The producers of the long-running Real World series deserve a pat on the back for, finally, throwing out the conceit that the five attention whores chosen to live in a ridiculous house and have their lives taped are not, in fact, interested in "being real," nor are they, strictly speaking, "ordinary strangers" just going about their daily lives while cameras happen to be running. In the early seasons that conceit was a half-truth, at best, but it clearly began to disintegrate the moment the cast members started to refer to themselves as cast members, and was completely thrown out the window when Real World/Road Rules Challenge became, apparently, a viable long-term career option.
This season, the Real Worlders have come to Hollywood not just to live in a house and run a ridiculous "business," but to make their attention-whoring dreams come true: all the cast members are there because they want to be actors, or singers, or in one case the host of some sort of Entertainment Tonight-style celebrity news program (it never dawned on me that this was a thing people aspired to; I always assumed Billy Bush wanted to be a newscaster or a game-show host).
In a sense, this latest season is a refreshing breath of honesty. But, in another sense, it means the people in the house are even more annoying self-involved assholes than usual.
Take 24-year-old Kimberly, a South Carolinian vying to be the next Liza Gibbons. In a recent episode, while ranting about strippers, she essentially berated all poor people for being unable -- or, in her view, unwilling -- to lift themselves out of poverty. "I mean, people can work at McDonald's. McDonald's is always hiring," she said with disgust. When one of her housemates pointed out that "sometimes people need to make more money than McDonald's pays," she scoffed and said "I just don't know why people want everything handed to them. What ever happened to hard work?" Then she reclined on the art-deco couch paid for by MTV, finished her Mai Tai and started thinking about which bar to embarrass her entire family in that night.
Then there's 20-year-old Brianna, a self-described "Philly girl," which apparently means dancing at a strip club fashioned from an old double-wide and getting called back from California because she's got a warrant out for her arrest stemming from a domestic with her boyfriend. Fellow cast member Will travels with her to Philly and, while she's dangling upside down from a pole, he tells us in an earnest voice-over that "if Brianna can work her stuff out, she's clearly got a lot of talent." Indeed.

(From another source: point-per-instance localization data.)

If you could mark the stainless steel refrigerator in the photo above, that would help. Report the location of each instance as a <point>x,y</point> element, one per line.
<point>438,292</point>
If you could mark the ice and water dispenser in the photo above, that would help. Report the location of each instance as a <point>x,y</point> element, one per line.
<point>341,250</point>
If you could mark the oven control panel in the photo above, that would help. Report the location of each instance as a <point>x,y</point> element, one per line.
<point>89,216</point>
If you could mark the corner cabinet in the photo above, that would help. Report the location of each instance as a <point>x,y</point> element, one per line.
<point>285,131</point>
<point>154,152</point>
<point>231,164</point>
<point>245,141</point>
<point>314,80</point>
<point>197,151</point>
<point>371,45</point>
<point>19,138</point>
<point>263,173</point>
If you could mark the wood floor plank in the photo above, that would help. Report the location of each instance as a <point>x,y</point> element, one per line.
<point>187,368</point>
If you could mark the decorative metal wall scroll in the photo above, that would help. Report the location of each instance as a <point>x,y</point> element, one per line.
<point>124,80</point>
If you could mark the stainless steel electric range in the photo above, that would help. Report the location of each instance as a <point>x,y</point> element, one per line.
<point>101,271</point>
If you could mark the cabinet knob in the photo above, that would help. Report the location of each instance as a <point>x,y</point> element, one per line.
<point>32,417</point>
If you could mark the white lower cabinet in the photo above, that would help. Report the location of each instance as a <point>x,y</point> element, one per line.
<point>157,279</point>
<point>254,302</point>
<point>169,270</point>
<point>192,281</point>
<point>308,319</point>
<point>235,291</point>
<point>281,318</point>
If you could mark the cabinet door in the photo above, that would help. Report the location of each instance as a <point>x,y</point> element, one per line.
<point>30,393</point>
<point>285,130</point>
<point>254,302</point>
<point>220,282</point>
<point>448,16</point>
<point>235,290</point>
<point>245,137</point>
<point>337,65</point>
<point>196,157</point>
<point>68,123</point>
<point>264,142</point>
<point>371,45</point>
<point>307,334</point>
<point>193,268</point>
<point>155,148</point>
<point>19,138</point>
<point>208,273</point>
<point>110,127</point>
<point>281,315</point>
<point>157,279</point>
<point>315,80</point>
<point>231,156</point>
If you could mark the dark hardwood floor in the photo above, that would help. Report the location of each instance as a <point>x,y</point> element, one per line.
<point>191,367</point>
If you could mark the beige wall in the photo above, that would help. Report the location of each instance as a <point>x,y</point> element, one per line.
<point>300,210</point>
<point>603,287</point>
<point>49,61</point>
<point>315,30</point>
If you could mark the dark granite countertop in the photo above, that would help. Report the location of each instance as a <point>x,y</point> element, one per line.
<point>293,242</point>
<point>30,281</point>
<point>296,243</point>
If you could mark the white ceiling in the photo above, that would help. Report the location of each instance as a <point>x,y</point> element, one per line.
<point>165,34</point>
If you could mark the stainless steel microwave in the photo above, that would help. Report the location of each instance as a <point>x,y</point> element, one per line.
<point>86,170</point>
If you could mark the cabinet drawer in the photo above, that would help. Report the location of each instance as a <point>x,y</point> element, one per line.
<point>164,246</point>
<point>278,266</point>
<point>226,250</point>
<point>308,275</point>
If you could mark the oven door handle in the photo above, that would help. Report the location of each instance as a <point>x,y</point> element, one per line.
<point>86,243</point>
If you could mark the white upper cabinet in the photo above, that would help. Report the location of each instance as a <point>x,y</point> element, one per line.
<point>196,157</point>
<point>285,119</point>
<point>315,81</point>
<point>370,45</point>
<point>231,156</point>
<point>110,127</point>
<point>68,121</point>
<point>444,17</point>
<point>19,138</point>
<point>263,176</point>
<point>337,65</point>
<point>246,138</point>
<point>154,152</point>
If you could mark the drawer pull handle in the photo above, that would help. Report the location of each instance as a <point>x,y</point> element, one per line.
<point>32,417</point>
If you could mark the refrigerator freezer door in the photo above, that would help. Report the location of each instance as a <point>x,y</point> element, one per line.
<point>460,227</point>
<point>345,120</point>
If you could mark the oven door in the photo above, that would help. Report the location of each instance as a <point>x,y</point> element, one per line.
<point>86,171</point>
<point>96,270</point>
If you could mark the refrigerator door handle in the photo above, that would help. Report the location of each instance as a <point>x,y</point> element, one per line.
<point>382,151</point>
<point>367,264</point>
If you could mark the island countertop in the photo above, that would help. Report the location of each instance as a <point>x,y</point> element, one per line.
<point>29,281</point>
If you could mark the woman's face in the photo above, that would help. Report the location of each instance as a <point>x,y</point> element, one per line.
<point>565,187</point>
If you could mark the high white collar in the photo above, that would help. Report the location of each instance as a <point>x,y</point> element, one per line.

Finally, perhaps the worst person to ever be on The Real World -- a tall order, considering the show's past collection of misfits and malcontents -- 24-year-old Joey, a bodybuilder and wanna-be actor who ends up leaving the show to check into rehab. Only I'm not sure I'm buying his "alcoholic" shtick. I have friends who are alcoholics -- hell I'm a little bit of an alcoholic -- and alcoholics don't drink Red Bull vodkas all night followed up by a couple unidentifiable pink things and half a bottle of white zinfandel. Or maybe Joey is just the biggest pussy in drunkland -- he'll be somebody's rehab bitch in no time.
Joey's real problem, like most of the other Real Worlders, is being self-involved to the point of insanity. Joey just happens to take it even further than usual: he's gone beyond the Dustin Diamond level of self-involvement and flown right into Terrell Owens Land. At one point, he tells a female roommate that "of course [he'd] like to be eating cake and relaxing," but he's a real man because he dedicates himself to his body (i.e., does a thousand bicep curls a day, wears sleeveless button-down-collar shirts and spends twenty minutes each morning on his faux-hawk). "That's what a real man does!" he shouts. "That's what responsibility is all about!"
Then, later that night, he gets girl-drink-drunk and comes home screaming at his roommates, pounding on the walls with his giant meathooks, finishing off all the booze in the fridge, telling the random girl he brought home to make him an omelet ("You better be making more than three eggs," he says. "I'm a man! I need more than three eggs!") Then his behavior not-so-gradually morphs from annoying to frightening, as he threatens to punch a few of the girls' skulls in, then packs up his bags and screams for the producers to let him go home. At 8:00 a.m. he's still at it, while two of the women huddle in the corner ("I hope he doesn't see us," one of them says. "If he sees us, I think he really might beat us up.") and his one-night-stand gives the camera a horrifying look as she sneaks out. Finally the producers intervene, and we watch as they convince him to check in for help. "You'd do that for me, bro?" he says, near tears, "You care about me enough you'd do that for me?"
On the plus side, I think Celebrity Rehab may already have its next star.